LES RELIQUES DE LA MORT
Kill List débute par un réalisme domestique parfaitement banal, dans la vie d'un couple banal (elle se souciant du compte en banque de la famille, lui ayant quelques petits bourrelets qui débordent de son jean), avec un enfant, un chat, des problèmes de jacuzzi. Mais il y a "Kill" dans le titre du film et vous vous doutez bien que l'histoire ne va pas s'arrêter là. Ben Wheatley parvient à installer immédiatement une tension qui n'est pas encore celle d'un thriller ou d'un film d'horreur, juste une tension conjugale, insultes qui volent et cuts abrupts. Ses qualités d'écriture (et celles de son épouse et co-scénariste, Amy Jump) alliées à l'efficacité de sa mise en scène se sentent de suite, quelque chose bout mais on ne sait pas encore quoi.

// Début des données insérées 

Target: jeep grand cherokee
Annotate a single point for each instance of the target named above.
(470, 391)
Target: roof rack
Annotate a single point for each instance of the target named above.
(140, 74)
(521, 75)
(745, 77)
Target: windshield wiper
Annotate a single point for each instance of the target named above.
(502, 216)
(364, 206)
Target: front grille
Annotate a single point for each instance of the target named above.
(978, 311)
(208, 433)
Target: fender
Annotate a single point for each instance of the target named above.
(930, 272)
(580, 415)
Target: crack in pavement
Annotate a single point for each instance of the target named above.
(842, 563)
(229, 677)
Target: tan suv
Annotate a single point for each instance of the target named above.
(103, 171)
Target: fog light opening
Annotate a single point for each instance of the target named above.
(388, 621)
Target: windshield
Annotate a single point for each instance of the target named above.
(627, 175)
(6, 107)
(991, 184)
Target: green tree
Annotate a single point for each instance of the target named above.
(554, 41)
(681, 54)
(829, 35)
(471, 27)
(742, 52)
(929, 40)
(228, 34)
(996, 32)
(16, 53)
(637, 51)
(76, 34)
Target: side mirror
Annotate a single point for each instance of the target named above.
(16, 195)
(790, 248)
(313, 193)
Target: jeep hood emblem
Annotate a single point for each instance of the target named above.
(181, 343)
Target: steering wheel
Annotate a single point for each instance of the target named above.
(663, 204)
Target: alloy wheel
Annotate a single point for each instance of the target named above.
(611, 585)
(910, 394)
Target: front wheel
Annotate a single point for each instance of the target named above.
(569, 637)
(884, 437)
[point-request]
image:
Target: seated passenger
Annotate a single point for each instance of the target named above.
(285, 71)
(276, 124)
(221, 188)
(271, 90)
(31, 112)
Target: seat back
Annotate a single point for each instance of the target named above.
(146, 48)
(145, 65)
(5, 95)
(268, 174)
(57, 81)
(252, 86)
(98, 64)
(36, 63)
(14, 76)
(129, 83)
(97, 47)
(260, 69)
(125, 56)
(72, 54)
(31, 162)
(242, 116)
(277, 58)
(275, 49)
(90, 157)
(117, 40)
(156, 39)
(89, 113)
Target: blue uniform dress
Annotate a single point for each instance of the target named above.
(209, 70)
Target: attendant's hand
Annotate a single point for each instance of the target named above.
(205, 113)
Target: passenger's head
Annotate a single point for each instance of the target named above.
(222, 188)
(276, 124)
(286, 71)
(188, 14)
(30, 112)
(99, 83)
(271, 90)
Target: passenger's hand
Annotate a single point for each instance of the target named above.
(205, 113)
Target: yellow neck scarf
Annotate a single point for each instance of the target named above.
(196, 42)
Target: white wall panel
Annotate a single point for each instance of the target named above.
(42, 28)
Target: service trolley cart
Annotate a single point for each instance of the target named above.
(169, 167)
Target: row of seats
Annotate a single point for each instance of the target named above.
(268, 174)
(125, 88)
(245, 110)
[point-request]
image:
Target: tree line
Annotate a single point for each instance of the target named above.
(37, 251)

Et voici là l'une des grandes réussites de ce long métrage: faire en sorte qu'on s'agrippe très vite au fil d'Ariane qui se retrouve entre nos mains, pour avancer dans un sombre labyrinthe, sans savoir où l'on est ni où l'on va mais avec une folle envie de voir ce qui se cache tout au bout.
Kill List est à la fois très elliptique, assez pour nimber le récit d'un mystère permanent, et suffisamment bien mené pour qu'on sente que derrière ce goût de l'énigme ne se cache pas qu'un abracadabra de petit malin, mais des secrets, du non-dit, un poids, sur le vécu des personnages ou sur leurs motivations. Assez en tout cas pour voir en ce film un kaléidoscope d'interprétations, conte d'horreur, métaphore sociale ou farce morale, sautillant d'un genre à l'autre avec une même aisance. Kill List impose une originalité de ton, mix inattendu d'un film de gangsters british et des toquades païennes d'un Wicker Man, mais les ruptures sont invisibles, le film est aussi tendu qu'un front de Michel Sardou. Plus encore lors d'un finale d'une tension énorme, jonglant avec les jump cuts mais sans en faire trop, Wheatley est funambule mais sait où il met ses pieds. La meilleure chose à dire sur Kill List est qu'il vaut mieux en savoir le moins. Produit pour moins d'un million de dollars, le résultat est impressionnant, et l'on se dit dès le film achevé que Ben Wheatley est maintenant un nom sur lequel il faudra compter.